Television’s equivalent of the Oscars shocks with eight Emmys for Amazon’s ‘The Marvelous Mrs. Maisel’
HBO’s record-breaking fantasy epic Game of Thrones stormed back onto the Emmys stage on Monday, winning the coveted best drama series prize on a night full of surprises, including an on-air marriage proposal that stunned the audience.
The other big story of the gala, television’s answer to the Oscars, was the huge success of eight Emmys overall for best comedy series The Marvelous Mrs. Maisel, Amazon’s story of a 1950s housewife-turned-stand up comic.
The Handmaid’s Tale—last year’s best drama and an early favorite for more hardware—went home empty-handed from the event at the Microsoft Theater, having won three minor awards handed out a week ago.
The ceremony hosted by Saturday Night Live regulars Colin Jost and Michael Che took on a decidedly political hue, with a barrage of edgy jokes on hot-button issues such as diversity in Hollywood, #MeToo and President Donald Trump.
The gala also saw a handful of sentimental favorites take home their first Emmys.
Matthew Rhys won for best drama actor for spy thriller The Americans, Claire Foy was named best drama actress for her portrayal of Queen Elizabeth II in The Crown and Henry Winkler triumphed for supporting comedy acting on Barry.
But the coveted drama prize went to Game of Thrones, which was ineligible for last year’s Emmys. Peter Dinklage took home the best supporting actor prize for his portrayal of Tyrion Lannister.

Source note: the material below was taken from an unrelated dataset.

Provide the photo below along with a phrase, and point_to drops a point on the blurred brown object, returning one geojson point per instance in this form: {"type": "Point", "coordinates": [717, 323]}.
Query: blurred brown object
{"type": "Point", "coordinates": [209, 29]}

“Writing for these actors behind us is the honor of a lifetime,” said series co-creator David Benioff. “But we didn’t invent these characters. That was George R.R. Martin. The show could not be without the mad genius of George.”
It won nine Emmys this year, meaning the blood-spattered tale of the battle for the Iron Throne—which returns in 2019 for an abbreviated eighth and final season—now has 47 awards overall. That breaks the program’s own record as the most decorated fictional show since the Television Academy first handed out prizes in 1949.
In the comedy categories, Mrs. Maisel bested all comers in its first year of eligibility, sweeping the female acting prizes (star Rachel Brosnahan and co-star Alex Borstein) and best series honors. Earlier this year, the series won two Golden Globes.
“One of the things I love the most about this show, while I have you captive for another two seconds—it’s about a woman who is finding her voice anew,” Brosnahan said. “It’s something that’s happening all over the country right now. One of the most important ways that we can find and use our voices is to vote. So if you haven’t already registered, do it on your cell phone right now.”
HBO dark comedy Barry notched two acting wins—for Winkler and series star Bill Hader.
The show opened with a daring song-and-dance number poking fun at myriad controversies including diversity in Hollywood. “We solved it!” crooned Saturday Night Live nominees Kate McKinnon and Kenan Thompson, with backup from pop stars John Legend and Ricky Martin—and even RuPaul.
They then yielded the stage to Jost and Che—who let the zingers fly.
“This year, the audience is allowed to drink in their seats. Hope you’re excited about that—because the one thing Hollywood needs right now is a bunch of people losing their inhibitions at a work function,” Jost said, a reference to #MeToo.
Looking to boost audience ratings, Emmys organizers said they were hoping to shake up the broadcast—and indeed they did, intentionally and unintentionally.
A surprise marriage proposal from Emmy-winning director Glenn Weiss won over the audience—and the internet. As Weiss accepted his award for directing the Oscars, he asked Jan Svendsen, who was sitting in the audience, to marry him.
“You wonder why I don’t like to call you my girlfriend? Because I want to call you my wife,” he added to cheers, applause and a few teary-eyed actors in the audience. Svendsen then joined Weiss on stage as the director got on one knee and formally proposed.
The moment was especially poignant as Weiss revealed his mother had recently passed away—and offered Svendsen the ring his father had given his mom.
Other big winners included FX’s The Assassination of Gianni Versace, which won Emmys for best limited series and best lead actor in a limited series for Darren Criss, who took a dark turn as the designer’s killer Andrew Cunanan.
Thandie Newton won the best supporting actress in a drama statuette for her work on HBO’s futuristic western Westworld. “I don’t even believe in God but I’m going to thank her tonight,” Newton quipped.
Saturday Night Live won the award for best variety sketch series.
In the emerging battle of traditional networks vs. new platforms, streaming giant Netflix and HBO ended in a dead heat at the top—at 23 Emmys each.